2. Aislamiento celular de la dermis

  1. Día 3
    NOTA: Mantenga listos los siguientes materiales y equipos: centrífuga, incubadora de CO2 , gabinete de bioseguridad, tijeras, DMEM, 1x solución antibiótica-antimicótica, colagenasa tipo II, PBS, tubo cónico de 50 mL, placas de cultivo de tejidos de 100 mm y 60 mm, solución de ADNasa I, colágeno tipo I, filtros celulares de 70 μm y 40 μm, filtros de jeringa de 0,2 μm, medio LEC.
    1. Prepare 500 mL de 1x PBS (1,37 M de NaCl, 27 mM de KCl, 100 mM de Na2HPO4, 18 mM de KH2PO4, pH 7,4) y autoclave durante 20 min a 15 psi o filtro-esterilización. Alternativamente, use PBS estéril disponible en el mercado.
    2. Prepare 10 mL de solución de 2 mg/mL de colagenasa Tipo II en DMEM con 1x Solución Antibiótica-Antimicótica y filtre-esterilice.
      NOTA: Realice los siguientes pasos bajo una campana estéril para disminuir las posibilidades de contaminación de la muestra.
    3. Utilice una pipeta para eliminar el líquido del plato.
    4. Use fórceps para separar la dermis (parte inferior de la piel) de la epidermis (parte superior) y eliminar cualquier tejido adiposo evidente.

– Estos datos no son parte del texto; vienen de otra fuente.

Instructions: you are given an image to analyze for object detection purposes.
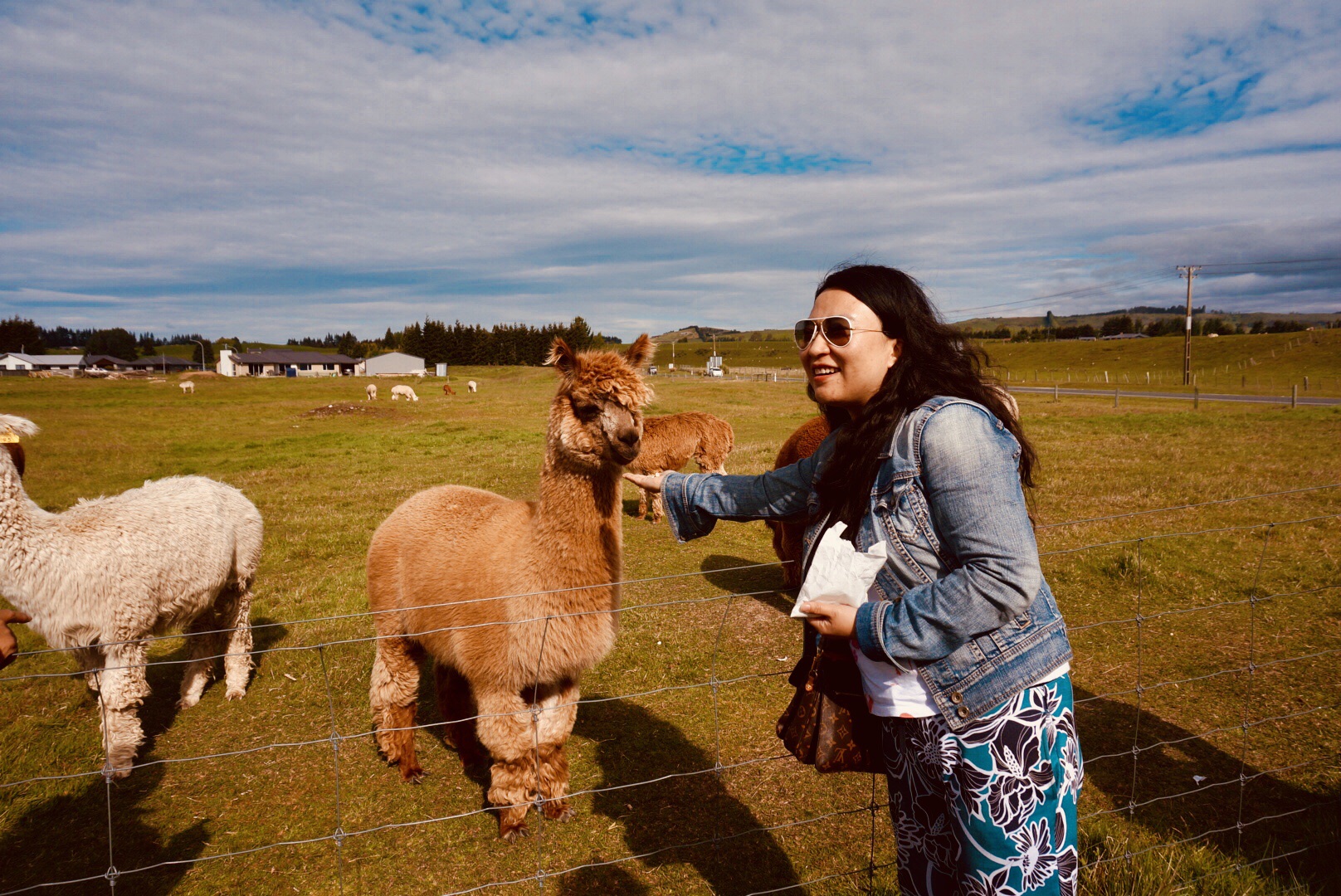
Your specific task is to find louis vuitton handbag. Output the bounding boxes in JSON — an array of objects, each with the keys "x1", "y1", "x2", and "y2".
[
  {"x1": 778, "y1": 519, "x2": 884, "y2": 772},
  {"x1": 778, "y1": 622, "x2": 884, "y2": 772}
]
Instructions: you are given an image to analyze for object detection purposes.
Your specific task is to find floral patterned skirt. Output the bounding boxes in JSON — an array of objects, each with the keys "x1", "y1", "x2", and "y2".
[{"x1": 880, "y1": 674, "x2": 1085, "y2": 896}]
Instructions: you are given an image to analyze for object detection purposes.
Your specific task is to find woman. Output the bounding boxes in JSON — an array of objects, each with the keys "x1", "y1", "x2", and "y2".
[{"x1": 625, "y1": 265, "x2": 1082, "y2": 896}]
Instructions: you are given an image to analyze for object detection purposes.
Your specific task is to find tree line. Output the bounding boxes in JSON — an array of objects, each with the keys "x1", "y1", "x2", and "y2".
[
  {"x1": 288, "y1": 317, "x2": 622, "y2": 366},
  {"x1": 0, "y1": 315, "x2": 213, "y2": 363},
  {"x1": 0, "y1": 315, "x2": 622, "y2": 366},
  {"x1": 963, "y1": 314, "x2": 1341, "y2": 342}
]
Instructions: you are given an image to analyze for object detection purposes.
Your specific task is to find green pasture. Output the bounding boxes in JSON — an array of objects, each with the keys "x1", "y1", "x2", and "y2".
[
  {"x1": 0, "y1": 367, "x2": 1341, "y2": 896},
  {"x1": 691, "y1": 330, "x2": 1341, "y2": 396}
]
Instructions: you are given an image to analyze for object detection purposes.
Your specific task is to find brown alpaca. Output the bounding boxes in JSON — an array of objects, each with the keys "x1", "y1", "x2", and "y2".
[
  {"x1": 764, "y1": 417, "x2": 829, "y2": 587},
  {"x1": 368, "y1": 334, "x2": 656, "y2": 841},
  {"x1": 629, "y1": 411, "x2": 736, "y2": 523}
]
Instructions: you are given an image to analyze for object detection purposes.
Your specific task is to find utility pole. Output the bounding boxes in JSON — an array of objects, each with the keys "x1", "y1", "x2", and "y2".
[{"x1": 1178, "y1": 265, "x2": 1202, "y2": 387}]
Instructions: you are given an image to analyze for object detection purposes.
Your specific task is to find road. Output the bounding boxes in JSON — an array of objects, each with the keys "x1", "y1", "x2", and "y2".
[{"x1": 1007, "y1": 385, "x2": 1341, "y2": 407}]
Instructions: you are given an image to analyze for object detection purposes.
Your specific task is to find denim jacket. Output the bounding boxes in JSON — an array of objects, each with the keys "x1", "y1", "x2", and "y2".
[{"x1": 662, "y1": 397, "x2": 1071, "y2": 731}]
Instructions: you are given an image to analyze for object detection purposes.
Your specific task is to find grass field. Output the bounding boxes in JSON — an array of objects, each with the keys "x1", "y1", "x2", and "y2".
[
  {"x1": 680, "y1": 330, "x2": 1341, "y2": 396},
  {"x1": 0, "y1": 367, "x2": 1341, "y2": 894}
]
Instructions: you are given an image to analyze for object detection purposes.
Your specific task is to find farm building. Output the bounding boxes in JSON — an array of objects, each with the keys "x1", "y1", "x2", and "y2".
[
  {"x1": 79, "y1": 354, "x2": 130, "y2": 370},
  {"x1": 361, "y1": 352, "x2": 425, "y2": 377},
  {"x1": 0, "y1": 352, "x2": 83, "y2": 376},
  {"x1": 218, "y1": 348, "x2": 358, "y2": 377},
  {"x1": 126, "y1": 354, "x2": 200, "y2": 373}
]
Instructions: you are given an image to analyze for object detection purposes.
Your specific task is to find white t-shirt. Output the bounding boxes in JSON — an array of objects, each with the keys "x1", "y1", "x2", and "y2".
[{"x1": 847, "y1": 587, "x2": 1071, "y2": 719}]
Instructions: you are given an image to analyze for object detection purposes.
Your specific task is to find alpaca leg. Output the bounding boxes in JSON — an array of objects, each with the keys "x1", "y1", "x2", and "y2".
[
  {"x1": 368, "y1": 637, "x2": 424, "y2": 783},
  {"x1": 220, "y1": 585, "x2": 252, "y2": 700},
  {"x1": 536, "y1": 681, "x2": 581, "y2": 821},
  {"x1": 98, "y1": 644, "x2": 149, "y2": 778},
  {"x1": 74, "y1": 646, "x2": 103, "y2": 694},
  {"x1": 433, "y1": 663, "x2": 488, "y2": 766},
  {"x1": 177, "y1": 609, "x2": 224, "y2": 709},
  {"x1": 473, "y1": 681, "x2": 536, "y2": 842}
]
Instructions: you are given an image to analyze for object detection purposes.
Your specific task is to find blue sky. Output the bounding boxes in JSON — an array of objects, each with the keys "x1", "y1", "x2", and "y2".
[{"x1": 0, "y1": 0, "x2": 1341, "y2": 339}]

Transfiera la dermis a una placa de cultivo de tejidos limpia.
    5. Agregue 1 mL de DMEM con 1x solución antibiótica-antimicótica en la placa de cultivo de tejidos limpia e inclínela para que el líquido se acumule en un lado de la placa.
    6. Picar la dermis en2 trozos de 1-2 mm y transferirlos a un nuevo tubo cónico de 50 mL.
      NOTA: Idealmente, este paso debe completarse dentro de los 4-5 minutos, ya que no se espera que un procesamiento más prolongado proporcione un mayor rendimiento o supervivencia celular.
    7. Añadir 10 mL de la solución de colagenasa tipo II.
    8. Añadir 50 μL (25 unidades/mL de la solución) de solución de ADNasa I (reduce la aglomeración celular) y digerir la solución dérmica durante 2 h a 37 °C con agitación continua (utilizar una incubadora giratoria/agitadora a 30-50 rpm).
      NOTA: Revise periódicamente para identificar si la mayor parte de la dermis ha sido digerida. De lo contrario, aumente el tiempo de digestión (1 h adicional como máximo) y la velocidad de agitación, si es posible.
    9. Cubrir placas de cultivo de tejidos de 60 mm con 2 mL de colágeno tipo I de 10 μg/mL en ácido acético 0,02 M durante >20 min a 37 °C. Lavar 2 veces con PBS estéril.
    10. Filtrar la suspensión celular con un colador celular de 70 μm y centrifugar a 250 × g durante 5 min. Deseche el sobrenadante.
    11. Resuspender en 10 mL de DMEM con 1x Solución Antibiótica-Antimicótica.
    12. Filtrar la suspensión celular con un colador celular de 40 μm y centrifugar a 250 × g durante 5 min. Deseche el sobrenadante.
    13. Resuspender en 1 mL de medio LEC completo (Medio Base de Crecimiento de Células Endoteliales con Suplemento).
    14. Coloque las células en la placa de cultivo de tejidos de 60 mm recubierta de colágeno en medios LEC completos. Este será el día 0 del cultivo celular.
    15. Reemplace el medio después de cada 2 días lavando las celdas con 1x PBS dos veces y agregando medios LEC nuevos.
    16. Repita el paso 2.1.15 hasta que las celdas tengan un 80-90% de confluente.
      NOTA: Si la purificación se realiza antes de que las células tengan un 80-90% de confluente, se aislarán menos células endoteliales linfáticas. Este proceso tarda entre 7 y 10 días.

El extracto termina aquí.